Subject: Re: removing packages
To: None <firstname.lastname@example.org>
From: None <email@example.com>
Date: 11/25/2000 18:22:26
On 26 Nov, Simon Burge wrote:
> Another is easy upgrades in the future, which handle deleted or
> moved files cleanly
If I wane do a upgrade, I can simply locate the source of the programm /
subsystem in /usr/src/..., cd to it, update the source via patches or
CVS, recompile and install it. This is IMHO the canonical BSD Unix way
to go.

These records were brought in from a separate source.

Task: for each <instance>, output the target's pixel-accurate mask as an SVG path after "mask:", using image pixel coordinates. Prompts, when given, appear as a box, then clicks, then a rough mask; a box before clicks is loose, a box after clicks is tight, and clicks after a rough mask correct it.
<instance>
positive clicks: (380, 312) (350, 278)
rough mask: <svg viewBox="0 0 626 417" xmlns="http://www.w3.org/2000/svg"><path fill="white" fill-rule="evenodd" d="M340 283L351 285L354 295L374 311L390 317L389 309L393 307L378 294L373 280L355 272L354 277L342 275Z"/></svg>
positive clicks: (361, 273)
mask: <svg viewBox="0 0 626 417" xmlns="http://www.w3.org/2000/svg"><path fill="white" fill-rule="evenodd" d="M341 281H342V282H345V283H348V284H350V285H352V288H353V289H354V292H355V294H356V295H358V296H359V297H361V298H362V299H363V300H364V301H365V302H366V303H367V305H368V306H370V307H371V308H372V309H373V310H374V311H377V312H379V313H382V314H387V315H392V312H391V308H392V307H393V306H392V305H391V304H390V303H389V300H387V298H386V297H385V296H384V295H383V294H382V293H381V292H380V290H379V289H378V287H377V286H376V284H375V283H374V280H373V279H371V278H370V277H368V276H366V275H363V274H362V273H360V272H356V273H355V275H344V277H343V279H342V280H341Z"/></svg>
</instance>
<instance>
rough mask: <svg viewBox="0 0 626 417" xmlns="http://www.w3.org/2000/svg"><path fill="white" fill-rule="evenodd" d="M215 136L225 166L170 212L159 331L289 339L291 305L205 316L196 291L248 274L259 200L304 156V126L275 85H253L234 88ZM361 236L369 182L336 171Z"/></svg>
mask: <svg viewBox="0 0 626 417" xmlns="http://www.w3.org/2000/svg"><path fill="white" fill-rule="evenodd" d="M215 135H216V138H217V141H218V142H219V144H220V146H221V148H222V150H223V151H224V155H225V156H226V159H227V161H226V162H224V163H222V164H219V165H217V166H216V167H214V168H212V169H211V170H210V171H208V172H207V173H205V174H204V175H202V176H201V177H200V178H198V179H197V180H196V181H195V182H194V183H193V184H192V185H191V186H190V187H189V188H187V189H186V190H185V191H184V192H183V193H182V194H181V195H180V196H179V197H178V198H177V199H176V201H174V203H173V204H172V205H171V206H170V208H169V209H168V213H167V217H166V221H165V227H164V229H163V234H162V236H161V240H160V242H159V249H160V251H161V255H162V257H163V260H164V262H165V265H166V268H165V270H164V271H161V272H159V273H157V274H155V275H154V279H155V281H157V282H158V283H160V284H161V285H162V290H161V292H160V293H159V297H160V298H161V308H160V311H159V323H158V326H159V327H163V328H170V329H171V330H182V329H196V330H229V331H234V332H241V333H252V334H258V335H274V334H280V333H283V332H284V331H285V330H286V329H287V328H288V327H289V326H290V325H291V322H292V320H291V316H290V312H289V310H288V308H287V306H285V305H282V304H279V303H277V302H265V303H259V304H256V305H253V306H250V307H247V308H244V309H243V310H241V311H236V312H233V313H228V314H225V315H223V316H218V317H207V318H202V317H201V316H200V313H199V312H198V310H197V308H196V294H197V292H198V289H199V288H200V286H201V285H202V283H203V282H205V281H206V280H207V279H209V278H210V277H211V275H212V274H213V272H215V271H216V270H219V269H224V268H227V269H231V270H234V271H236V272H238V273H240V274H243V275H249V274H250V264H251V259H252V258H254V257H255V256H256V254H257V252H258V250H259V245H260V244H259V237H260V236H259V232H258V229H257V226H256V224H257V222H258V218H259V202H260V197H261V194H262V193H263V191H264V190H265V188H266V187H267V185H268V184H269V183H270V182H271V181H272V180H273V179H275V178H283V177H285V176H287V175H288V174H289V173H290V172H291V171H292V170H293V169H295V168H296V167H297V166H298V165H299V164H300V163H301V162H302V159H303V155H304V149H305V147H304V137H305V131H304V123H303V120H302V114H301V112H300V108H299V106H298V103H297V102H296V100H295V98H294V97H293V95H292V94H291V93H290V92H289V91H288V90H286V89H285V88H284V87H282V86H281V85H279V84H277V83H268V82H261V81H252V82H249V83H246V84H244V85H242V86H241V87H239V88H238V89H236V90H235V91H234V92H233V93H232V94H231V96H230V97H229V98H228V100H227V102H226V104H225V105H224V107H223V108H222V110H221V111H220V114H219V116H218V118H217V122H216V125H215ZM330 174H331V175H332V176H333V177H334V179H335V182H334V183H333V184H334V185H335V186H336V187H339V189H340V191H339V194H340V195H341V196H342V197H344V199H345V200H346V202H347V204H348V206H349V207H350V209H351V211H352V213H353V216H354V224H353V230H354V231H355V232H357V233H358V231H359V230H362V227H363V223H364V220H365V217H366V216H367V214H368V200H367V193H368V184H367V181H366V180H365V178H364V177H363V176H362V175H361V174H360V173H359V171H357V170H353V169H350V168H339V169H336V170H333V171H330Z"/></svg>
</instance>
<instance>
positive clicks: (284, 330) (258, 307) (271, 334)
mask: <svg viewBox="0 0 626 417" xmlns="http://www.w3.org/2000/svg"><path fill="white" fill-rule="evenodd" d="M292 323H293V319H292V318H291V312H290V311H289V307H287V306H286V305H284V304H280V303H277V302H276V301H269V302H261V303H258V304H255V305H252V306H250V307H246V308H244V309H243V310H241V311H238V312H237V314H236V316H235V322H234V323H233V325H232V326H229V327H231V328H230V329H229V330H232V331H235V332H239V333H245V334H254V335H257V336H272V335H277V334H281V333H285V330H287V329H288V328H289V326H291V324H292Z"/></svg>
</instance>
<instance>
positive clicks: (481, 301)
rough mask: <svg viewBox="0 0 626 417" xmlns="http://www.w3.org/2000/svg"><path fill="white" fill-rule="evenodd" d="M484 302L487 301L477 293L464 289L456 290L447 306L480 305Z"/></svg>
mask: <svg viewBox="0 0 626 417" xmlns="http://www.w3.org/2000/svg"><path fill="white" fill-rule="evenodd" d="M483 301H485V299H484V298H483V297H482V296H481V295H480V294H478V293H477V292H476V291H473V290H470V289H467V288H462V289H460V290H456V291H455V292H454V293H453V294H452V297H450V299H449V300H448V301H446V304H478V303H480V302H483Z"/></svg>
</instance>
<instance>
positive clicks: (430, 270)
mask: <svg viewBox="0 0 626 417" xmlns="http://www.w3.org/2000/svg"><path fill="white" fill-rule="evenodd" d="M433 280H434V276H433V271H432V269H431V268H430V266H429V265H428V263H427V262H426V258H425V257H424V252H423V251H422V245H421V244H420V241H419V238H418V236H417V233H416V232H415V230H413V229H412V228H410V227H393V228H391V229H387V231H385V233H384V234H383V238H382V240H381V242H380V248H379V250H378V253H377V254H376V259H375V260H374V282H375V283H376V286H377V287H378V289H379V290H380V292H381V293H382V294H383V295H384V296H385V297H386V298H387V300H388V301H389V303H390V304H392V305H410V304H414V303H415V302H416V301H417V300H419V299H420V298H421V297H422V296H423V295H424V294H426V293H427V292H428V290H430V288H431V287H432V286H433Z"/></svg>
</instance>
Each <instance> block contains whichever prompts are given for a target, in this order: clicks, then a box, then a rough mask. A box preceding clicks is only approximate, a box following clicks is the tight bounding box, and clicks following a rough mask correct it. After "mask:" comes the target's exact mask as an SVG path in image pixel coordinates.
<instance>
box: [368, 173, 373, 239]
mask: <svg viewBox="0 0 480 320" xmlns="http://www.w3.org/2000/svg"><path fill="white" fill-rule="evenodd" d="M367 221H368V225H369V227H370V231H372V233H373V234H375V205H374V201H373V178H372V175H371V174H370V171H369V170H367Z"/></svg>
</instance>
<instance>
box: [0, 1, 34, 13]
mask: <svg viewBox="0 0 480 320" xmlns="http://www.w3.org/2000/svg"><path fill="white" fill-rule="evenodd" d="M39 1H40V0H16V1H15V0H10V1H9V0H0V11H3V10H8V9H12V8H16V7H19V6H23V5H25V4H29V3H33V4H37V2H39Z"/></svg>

I don't like this cut-in-to-an-infenite-amount-of-packages
approach some wannabe *ix systems use.
One reason why I like NetBSD this much is the easy way to install it.
Boot the machine in some way (mostly via network) disklabel, newfs,
untar, disklabel -B / installbot, cd /mnt/etc ; vi fstab rc.conf,
reboot - thats it.
> (nfsiod for example has been removed, nfsd has changed location
> once in the past).
If some general concept changes, and the new stuff has to be installed
in to an older system, there is nothing better to resolve dependencys
than your brain. Messing around with a package system can really be a
pain. Even with the very good pkg system that the BSD systems have.
> And no, I don't think people are even suggesting anything like SysV
> run-levels or inittab. The whole rc.d thing was to make maintenance
> easier, both for the base system and third party packages.
I really don't like this rc.d stuff, but I must agree to this argument.